Anyway the point is that my knowledge of comics and their "rules" is pretty non-existent. When I decided to try and create my own graphic novel I started looking around for resources to learn more about comics and how they're put together. One great free resource I found is all the articles on Blambot.com. Nate Piekos has written a few helpful pieces, including this one on grammar in comic books, which I found pretty fascinating. I am ashamed to admit that I had no idea that comic book grammar was so regimented and specific.

And yeah, I know there are probably other schools of thought, and more than one way to do it! But what Nate says makes sense to me (and looks right) so I'll stick with it.

He also wrote an article about designing a logo for your comic that I really liked. The same advice could apply to designing any kind of logo and I found it helpful. It's not something many people write helpful advice about, and I always enjoy that kind of thing: analysis of a topic that I never thought about before.

The full page of article topics can be found here.

Blambot also offers some free comic book fonts and sells some as well. I bought the "Hometown Hero" font to use for my comic because I really don't have the patience to write out my own dialogue, it was more reasonably priced than most other font sites and because I really like the font.

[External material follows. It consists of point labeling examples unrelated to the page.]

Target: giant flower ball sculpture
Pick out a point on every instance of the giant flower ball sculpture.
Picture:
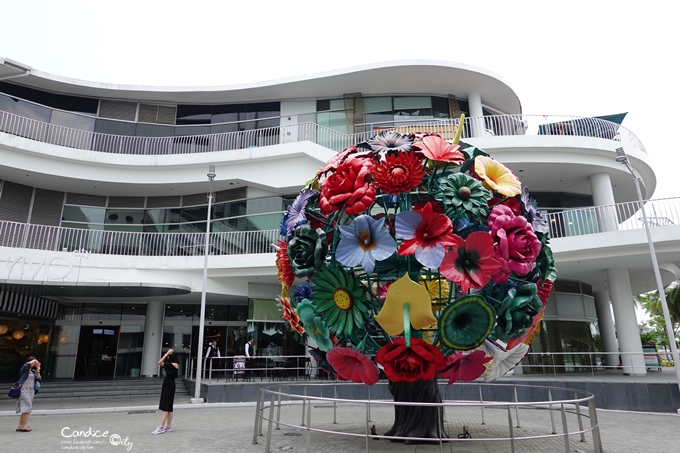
(423, 256)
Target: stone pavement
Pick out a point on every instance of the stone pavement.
(125, 425)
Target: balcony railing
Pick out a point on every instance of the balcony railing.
(487, 126)
(564, 223)
(41, 237)
(618, 217)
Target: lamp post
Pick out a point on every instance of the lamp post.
(623, 159)
(201, 326)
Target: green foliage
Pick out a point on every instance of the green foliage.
(651, 303)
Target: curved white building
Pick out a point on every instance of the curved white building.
(103, 207)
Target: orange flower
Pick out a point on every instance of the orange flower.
(496, 176)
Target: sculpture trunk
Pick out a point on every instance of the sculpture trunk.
(417, 421)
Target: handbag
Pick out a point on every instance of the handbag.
(15, 391)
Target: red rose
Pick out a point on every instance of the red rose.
(516, 246)
(420, 361)
(349, 187)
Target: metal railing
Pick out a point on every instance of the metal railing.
(565, 223)
(237, 367)
(494, 125)
(473, 407)
(42, 237)
(618, 217)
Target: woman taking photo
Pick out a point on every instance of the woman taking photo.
(30, 373)
(170, 363)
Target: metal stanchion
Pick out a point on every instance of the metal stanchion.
(580, 420)
(565, 429)
(267, 449)
(512, 432)
(258, 407)
(552, 416)
(516, 407)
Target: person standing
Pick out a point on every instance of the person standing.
(28, 376)
(170, 363)
(213, 351)
(249, 354)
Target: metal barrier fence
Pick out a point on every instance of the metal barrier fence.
(558, 400)
(486, 126)
(295, 367)
(42, 237)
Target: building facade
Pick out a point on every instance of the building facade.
(103, 209)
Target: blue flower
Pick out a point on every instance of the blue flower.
(296, 211)
(364, 242)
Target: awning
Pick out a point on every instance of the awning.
(605, 126)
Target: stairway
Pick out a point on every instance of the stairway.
(124, 388)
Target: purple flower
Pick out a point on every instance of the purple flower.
(530, 212)
(296, 212)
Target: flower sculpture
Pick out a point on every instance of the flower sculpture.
(425, 254)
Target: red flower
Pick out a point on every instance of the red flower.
(544, 290)
(285, 274)
(516, 244)
(464, 367)
(420, 361)
(290, 315)
(349, 187)
(512, 203)
(470, 261)
(398, 173)
(436, 148)
(353, 365)
(425, 234)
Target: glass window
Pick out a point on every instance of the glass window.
(194, 114)
(83, 214)
(102, 312)
(378, 105)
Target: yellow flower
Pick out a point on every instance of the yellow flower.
(405, 291)
(496, 176)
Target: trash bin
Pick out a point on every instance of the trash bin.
(239, 366)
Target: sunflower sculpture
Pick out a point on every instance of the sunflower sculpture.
(425, 256)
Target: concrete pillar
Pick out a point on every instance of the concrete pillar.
(603, 195)
(607, 332)
(626, 321)
(153, 337)
(476, 114)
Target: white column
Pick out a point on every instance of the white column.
(476, 114)
(603, 195)
(153, 336)
(626, 321)
(607, 332)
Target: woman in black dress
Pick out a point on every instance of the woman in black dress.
(170, 363)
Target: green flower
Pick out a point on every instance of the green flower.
(461, 196)
(307, 250)
(316, 328)
(516, 312)
(338, 297)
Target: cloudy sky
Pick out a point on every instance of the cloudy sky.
(582, 58)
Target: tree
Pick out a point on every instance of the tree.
(651, 303)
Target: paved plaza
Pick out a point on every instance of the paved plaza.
(125, 425)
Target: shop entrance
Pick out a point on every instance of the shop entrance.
(97, 352)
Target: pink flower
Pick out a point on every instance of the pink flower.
(464, 367)
(516, 246)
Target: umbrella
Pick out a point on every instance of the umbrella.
(605, 126)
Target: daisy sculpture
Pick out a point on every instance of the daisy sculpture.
(419, 257)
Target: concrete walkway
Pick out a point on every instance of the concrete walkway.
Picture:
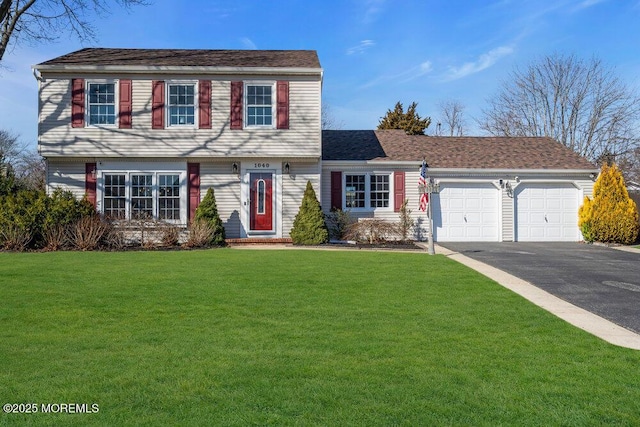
(576, 316)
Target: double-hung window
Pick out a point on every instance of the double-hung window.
(101, 103)
(148, 195)
(366, 191)
(181, 104)
(259, 106)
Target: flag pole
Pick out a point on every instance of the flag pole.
(431, 248)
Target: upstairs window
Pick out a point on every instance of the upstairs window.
(181, 104)
(101, 104)
(259, 105)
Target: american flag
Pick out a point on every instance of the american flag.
(422, 182)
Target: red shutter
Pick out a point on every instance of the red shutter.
(157, 105)
(193, 183)
(336, 190)
(125, 104)
(236, 105)
(283, 104)
(77, 103)
(90, 182)
(204, 104)
(398, 190)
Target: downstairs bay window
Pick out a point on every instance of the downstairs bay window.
(366, 191)
(144, 195)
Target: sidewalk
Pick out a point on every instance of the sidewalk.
(576, 316)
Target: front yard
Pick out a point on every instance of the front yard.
(239, 337)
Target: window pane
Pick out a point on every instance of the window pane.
(354, 191)
(169, 197)
(181, 105)
(259, 106)
(102, 110)
(141, 196)
(379, 191)
(114, 196)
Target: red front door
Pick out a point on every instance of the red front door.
(261, 202)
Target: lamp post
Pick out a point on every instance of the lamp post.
(430, 188)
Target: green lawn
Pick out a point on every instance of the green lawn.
(244, 337)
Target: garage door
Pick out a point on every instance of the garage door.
(547, 213)
(466, 213)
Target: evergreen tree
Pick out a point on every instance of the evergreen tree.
(208, 211)
(410, 122)
(611, 216)
(309, 227)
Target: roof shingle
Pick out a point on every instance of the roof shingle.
(452, 152)
(189, 57)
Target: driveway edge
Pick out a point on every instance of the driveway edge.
(583, 319)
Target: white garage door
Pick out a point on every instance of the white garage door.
(466, 213)
(547, 213)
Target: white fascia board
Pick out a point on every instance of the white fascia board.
(456, 171)
(146, 69)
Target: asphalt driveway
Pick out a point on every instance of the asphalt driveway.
(601, 280)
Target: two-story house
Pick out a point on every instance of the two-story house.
(145, 132)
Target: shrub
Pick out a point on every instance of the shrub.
(14, 237)
(55, 237)
(200, 234)
(309, 227)
(338, 222)
(371, 231)
(208, 211)
(170, 235)
(87, 233)
(611, 216)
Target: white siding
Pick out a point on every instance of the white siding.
(226, 187)
(293, 186)
(58, 138)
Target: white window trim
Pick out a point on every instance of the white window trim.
(274, 103)
(196, 104)
(367, 191)
(116, 101)
(155, 193)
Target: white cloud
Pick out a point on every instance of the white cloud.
(405, 76)
(374, 8)
(248, 43)
(484, 61)
(361, 47)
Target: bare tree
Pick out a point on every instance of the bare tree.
(452, 118)
(46, 20)
(25, 166)
(582, 104)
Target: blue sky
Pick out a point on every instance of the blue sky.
(373, 52)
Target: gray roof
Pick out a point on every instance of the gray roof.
(189, 57)
(451, 152)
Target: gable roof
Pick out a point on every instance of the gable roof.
(187, 58)
(451, 152)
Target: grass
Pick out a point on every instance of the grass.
(232, 337)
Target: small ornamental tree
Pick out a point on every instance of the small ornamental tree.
(611, 216)
(208, 211)
(309, 227)
(410, 122)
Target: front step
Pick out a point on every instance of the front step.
(259, 241)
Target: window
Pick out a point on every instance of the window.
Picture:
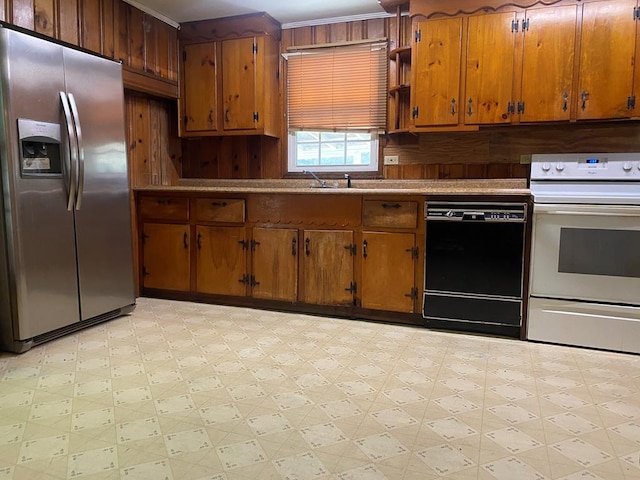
(336, 106)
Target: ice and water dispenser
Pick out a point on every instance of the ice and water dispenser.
(39, 148)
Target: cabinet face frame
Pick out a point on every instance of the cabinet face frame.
(607, 53)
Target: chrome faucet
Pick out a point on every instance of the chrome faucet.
(322, 183)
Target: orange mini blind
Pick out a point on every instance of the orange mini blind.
(338, 87)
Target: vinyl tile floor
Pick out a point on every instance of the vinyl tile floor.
(189, 391)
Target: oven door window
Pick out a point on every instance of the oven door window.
(586, 252)
(594, 251)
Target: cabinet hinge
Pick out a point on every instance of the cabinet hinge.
(415, 253)
(353, 288)
(413, 294)
(351, 248)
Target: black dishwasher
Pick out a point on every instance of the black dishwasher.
(474, 259)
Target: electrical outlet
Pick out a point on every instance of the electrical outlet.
(525, 159)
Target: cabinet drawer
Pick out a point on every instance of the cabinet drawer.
(381, 213)
(230, 210)
(165, 208)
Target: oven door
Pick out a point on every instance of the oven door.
(586, 252)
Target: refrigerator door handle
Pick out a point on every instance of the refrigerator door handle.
(78, 128)
(73, 151)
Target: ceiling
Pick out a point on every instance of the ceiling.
(285, 11)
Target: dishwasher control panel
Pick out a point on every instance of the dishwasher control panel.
(476, 212)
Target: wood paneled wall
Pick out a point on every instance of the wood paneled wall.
(495, 152)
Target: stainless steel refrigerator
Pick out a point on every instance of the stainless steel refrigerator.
(65, 230)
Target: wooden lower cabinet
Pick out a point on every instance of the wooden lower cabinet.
(274, 261)
(165, 256)
(327, 267)
(221, 260)
(388, 271)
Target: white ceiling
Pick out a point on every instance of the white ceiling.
(285, 11)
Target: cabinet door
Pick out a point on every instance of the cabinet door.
(436, 84)
(275, 264)
(490, 59)
(239, 58)
(388, 271)
(547, 73)
(607, 58)
(328, 267)
(165, 256)
(221, 260)
(199, 92)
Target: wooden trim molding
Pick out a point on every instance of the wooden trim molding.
(432, 8)
(151, 84)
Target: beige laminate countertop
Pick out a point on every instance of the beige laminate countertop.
(359, 187)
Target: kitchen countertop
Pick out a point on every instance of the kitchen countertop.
(359, 187)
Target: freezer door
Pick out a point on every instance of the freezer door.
(102, 210)
(39, 255)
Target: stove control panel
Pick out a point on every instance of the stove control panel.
(586, 166)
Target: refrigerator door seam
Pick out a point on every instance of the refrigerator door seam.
(73, 151)
(78, 130)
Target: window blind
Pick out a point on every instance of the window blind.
(338, 87)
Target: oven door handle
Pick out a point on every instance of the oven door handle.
(589, 211)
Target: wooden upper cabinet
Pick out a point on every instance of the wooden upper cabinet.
(199, 89)
(230, 87)
(547, 66)
(490, 68)
(607, 57)
(239, 83)
(436, 84)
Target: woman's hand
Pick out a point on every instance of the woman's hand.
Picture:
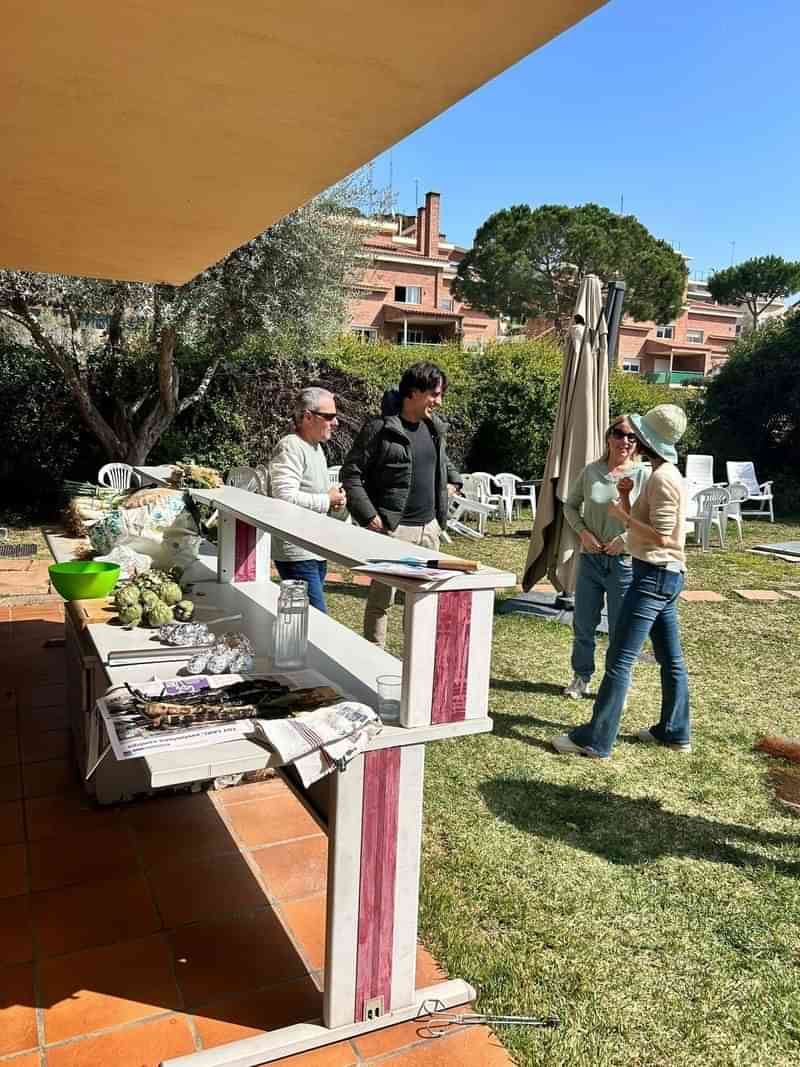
(616, 547)
(590, 542)
(618, 510)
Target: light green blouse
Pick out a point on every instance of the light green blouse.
(582, 511)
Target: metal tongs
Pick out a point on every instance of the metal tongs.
(437, 1018)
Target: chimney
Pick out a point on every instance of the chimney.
(431, 225)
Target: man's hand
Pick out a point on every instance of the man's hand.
(616, 546)
(590, 542)
(337, 497)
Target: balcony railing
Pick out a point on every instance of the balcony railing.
(675, 378)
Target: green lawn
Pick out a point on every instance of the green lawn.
(652, 902)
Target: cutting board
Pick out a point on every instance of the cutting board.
(84, 612)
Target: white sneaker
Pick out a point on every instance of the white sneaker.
(577, 688)
(565, 746)
(651, 738)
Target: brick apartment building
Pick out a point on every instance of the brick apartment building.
(403, 295)
(692, 346)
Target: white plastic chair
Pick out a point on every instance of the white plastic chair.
(710, 505)
(738, 492)
(264, 478)
(513, 499)
(461, 508)
(477, 487)
(699, 475)
(118, 476)
(244, 478)
(758, 492)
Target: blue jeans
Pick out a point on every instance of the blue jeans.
(650, 608)
(598, 576)
(312, 571)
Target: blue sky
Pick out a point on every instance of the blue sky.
(686, 109)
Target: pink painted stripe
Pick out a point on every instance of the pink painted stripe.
(378, 877)
(244, 566)
(451, 657)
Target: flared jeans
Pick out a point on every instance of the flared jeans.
(650, 609)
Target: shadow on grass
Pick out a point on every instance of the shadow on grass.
(628, 830)
(521, 685)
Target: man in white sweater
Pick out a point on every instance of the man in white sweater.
(299, 475)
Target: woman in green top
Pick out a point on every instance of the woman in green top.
(604, 564)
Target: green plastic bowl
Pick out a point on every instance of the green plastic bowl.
(84, 579)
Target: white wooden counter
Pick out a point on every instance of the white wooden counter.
(374, 807)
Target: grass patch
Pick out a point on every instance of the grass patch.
(651, 902)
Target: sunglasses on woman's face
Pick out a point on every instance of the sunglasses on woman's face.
(622, 435)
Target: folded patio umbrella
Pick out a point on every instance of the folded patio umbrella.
(578, 438)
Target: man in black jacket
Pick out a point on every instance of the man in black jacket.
(397, 475)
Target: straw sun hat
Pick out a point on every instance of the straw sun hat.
(660, 429)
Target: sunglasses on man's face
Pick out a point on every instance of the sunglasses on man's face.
(622, 435)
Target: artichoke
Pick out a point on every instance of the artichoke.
(130, 615)
(159, 615)
(184, 610)
(126, 596)
(171, 592)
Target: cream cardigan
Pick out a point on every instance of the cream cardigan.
(661, 504)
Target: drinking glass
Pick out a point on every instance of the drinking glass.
(389, 690)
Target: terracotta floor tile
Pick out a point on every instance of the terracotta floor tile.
(12, 825)
(190, 829)
(9, 750)
(67, 812)
(18, 1030)
(306, 920)
(13, 871)
(27, 1060)
(294, 869)
(210, 889)
(11, 782)
(106, 987)
(8, 721)
(284, 1005)
(250, 791)
(98, 854)
(475, 1045)
(48, 777)
(219, 958)
(145, 1045)
(95, 913)
(16, 935)
(332, 1055)
(45, 745)
(268, 821)
(195, 812)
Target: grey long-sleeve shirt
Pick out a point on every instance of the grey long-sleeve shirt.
(582, 512)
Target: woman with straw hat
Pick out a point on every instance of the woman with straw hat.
(656, 528)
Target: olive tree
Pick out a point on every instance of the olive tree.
(159, 346)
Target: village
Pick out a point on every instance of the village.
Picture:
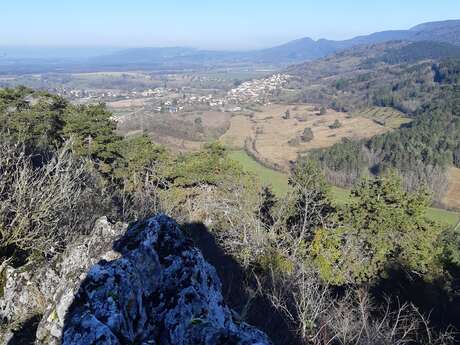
(172, 100)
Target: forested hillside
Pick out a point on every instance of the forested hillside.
(418, 79)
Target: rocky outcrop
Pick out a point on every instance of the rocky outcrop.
(154, 287)
(45, 290)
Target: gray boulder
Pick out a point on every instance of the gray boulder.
(161, 291)
(148, 286)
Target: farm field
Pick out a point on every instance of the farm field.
(279, 183)
(452, 197)
(275, 137)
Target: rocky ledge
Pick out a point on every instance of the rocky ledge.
(151, 287)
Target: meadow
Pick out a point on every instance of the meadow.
(279, 183)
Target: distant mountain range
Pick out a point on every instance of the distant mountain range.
(301, 50)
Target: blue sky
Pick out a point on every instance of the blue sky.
(231, 24)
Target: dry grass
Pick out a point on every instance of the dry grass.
(452, 197)
(241, 128)
(272, 133)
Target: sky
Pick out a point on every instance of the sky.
(223, 24)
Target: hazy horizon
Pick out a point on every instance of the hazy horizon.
(205, 24)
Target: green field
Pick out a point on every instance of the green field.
(277, 180)
(279, 183)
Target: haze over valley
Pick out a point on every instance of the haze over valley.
(245, 193)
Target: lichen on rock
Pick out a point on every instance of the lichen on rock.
(148, 286)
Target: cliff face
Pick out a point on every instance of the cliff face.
(153, 287)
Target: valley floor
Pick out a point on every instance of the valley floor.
(279, 183)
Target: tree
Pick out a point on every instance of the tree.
(336, 124)
(92, 132)
(307, 135)
(383, 226)
(309, 205)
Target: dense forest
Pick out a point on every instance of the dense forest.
(375, 271)
(420, 151)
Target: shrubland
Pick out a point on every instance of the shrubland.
(374, 271)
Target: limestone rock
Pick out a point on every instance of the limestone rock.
(148, 286)
(161, 291)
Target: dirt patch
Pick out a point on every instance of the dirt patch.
(275, 131)
(240, 129)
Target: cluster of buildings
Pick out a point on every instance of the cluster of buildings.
(257, 90)
(173, 100)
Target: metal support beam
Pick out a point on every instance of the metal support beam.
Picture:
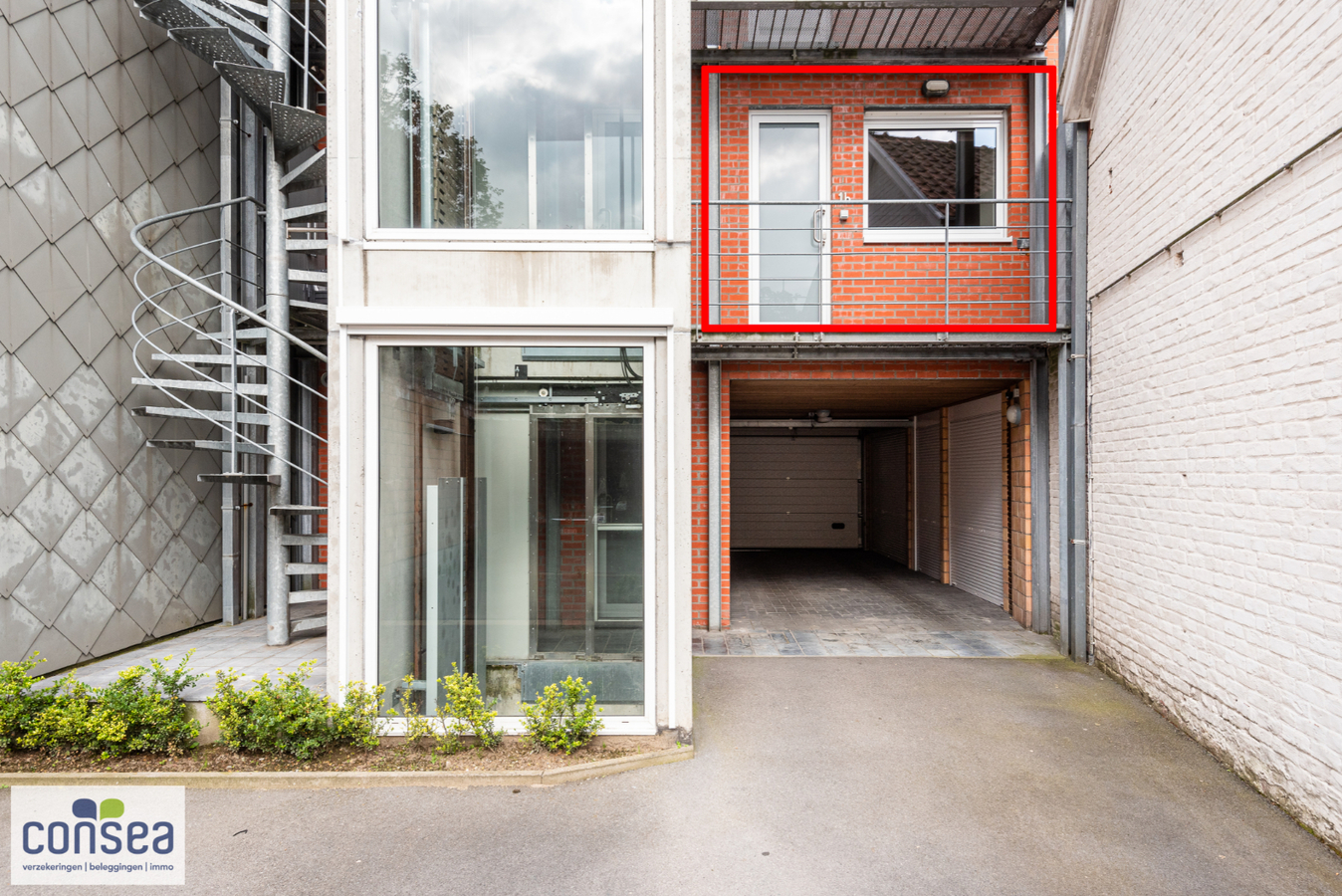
(228, 462)
(714, 497)
(277, 351)
(251, 182)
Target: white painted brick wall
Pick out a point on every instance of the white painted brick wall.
(1200, 100)
(1216, 386)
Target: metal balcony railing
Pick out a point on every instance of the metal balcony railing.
(821, 266)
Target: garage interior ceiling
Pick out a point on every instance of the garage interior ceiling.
(854, 398)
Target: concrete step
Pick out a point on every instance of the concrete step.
(305, 211)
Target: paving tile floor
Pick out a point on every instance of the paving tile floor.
(836, 602)
(219, 647)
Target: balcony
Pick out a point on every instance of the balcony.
(956, 266)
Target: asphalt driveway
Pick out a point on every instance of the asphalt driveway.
(813, 776)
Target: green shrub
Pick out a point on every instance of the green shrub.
(463, 713)
(129, 715)
(19, 703)
(562, 717)
(355, 722)
(286, 717)
(416, 726)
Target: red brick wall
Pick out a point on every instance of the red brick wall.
(786, 370)
(1004, 293)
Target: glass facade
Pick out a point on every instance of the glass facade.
(510, 114)
(513, 526)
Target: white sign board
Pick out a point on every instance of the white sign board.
(99, 836)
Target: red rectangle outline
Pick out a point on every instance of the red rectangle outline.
(855, 70)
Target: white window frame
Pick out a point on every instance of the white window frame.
(809, 116)
(941, 119)
(496, 336)
(505, 239)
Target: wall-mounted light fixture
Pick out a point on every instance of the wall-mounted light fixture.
(936, 88)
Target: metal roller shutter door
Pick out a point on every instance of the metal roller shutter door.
(887, 494)
(793, 493)
(976, 498)
(928, 494)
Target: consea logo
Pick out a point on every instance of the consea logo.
(99, 836)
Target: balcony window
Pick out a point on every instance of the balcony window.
(512, 114)
(928, 174)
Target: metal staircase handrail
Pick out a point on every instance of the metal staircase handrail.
(207, 290)
(150, 300)
(232, 431)
(205, 377)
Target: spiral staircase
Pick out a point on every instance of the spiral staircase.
(231, 323)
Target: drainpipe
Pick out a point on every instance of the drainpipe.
(714, 495)
(1041, 616)
(1037, 92)
(277, 351)
(1079, 365)
(714, 240)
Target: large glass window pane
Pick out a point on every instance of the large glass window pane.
(510, 114)
(918, 164)
(512, 521)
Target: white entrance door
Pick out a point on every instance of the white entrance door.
(789, 243)
(976, 498)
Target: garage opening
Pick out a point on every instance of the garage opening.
(874, 518)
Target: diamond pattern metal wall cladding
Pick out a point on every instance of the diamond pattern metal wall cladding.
(104, 544)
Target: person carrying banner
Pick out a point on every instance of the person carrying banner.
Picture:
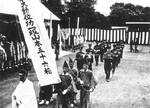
(97, 53)
(87, 85)
(24, 94)
(107, 63)
(79, 58)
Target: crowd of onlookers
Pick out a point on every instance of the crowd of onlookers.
(12, 53)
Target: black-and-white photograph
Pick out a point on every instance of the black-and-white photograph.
(74, 54)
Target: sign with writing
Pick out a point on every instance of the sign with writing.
(38, 44)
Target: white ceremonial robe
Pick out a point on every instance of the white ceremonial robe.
(25, 95)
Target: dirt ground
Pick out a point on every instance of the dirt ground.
(128, 88)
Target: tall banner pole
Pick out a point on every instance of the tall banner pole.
(37, 41)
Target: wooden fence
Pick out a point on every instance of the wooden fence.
(111, 35)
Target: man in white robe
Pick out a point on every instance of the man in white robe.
(24, 94)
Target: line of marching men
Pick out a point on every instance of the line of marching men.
(82, 78)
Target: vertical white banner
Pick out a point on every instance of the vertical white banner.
(38, 44)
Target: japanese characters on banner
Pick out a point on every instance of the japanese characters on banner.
(37, 41)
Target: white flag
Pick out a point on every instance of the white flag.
(38, 44)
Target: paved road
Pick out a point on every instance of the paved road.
(128, 88)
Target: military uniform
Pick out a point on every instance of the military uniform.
(64, 89)
(89, 82)
(107, 64)
(80, 60)
(57, 50)
(97, 53)
(88, 59)
(114, 60)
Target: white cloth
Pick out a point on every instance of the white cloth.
(25, 95)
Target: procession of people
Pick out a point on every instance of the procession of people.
(77, 80)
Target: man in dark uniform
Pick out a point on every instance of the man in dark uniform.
(102, 50)
(136, 44)
(64, 89)
(114, 60)
(89, 49)
(131, 46)
(88, 59)
(73, 72)
(57, 50)
(88, 83)
(107, 63)
(97, 53)
(79, 59)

Anyway, I really like the site and I found it very helpful. If you're interested in that type of thing, I hope you will enjoy it too!

6 comments:

Denver Brubaker said...

I'm a big fan of Nate and BLAMBOT and use a lot of his fonts on "Tales of a Checkered Man"

Rochelle Burrows said...

This couldn't have come at a better time. Like you, I didn't really grow up caring for comic books but as I get older I'm more and more interested in learning about the field. Thanks so much for the links!

Randall Ensley said...

Thanks for the tip

David R said...

This is a must read for anyone who is creating a graphic novel or a comic strip. It's an analysis of the comic strip "Nancy" that really breaks it down and explains how it works.

http://www.laffpix.com/howtoreadnancy.pdf

TheZealot said...

My grad degree is comics, and though you're looking for free guides, there are many indispensable works, but I'll boil it down to two:
Making Comics, by Scott McCloud.
(his website: scottmccloud.com)

Comics & Sequential Art, by Will Eisner
(a bit on the dry side, as Eisner was gunning for respect in those days, but well worth it)

These two works, combined with the knowledge you've been acquiring over the 6 year history of this blog, will serve your present comic needs.

David R said...

Oh yeah, those books are good. "Understanding Comics" by McCloud is also terrific.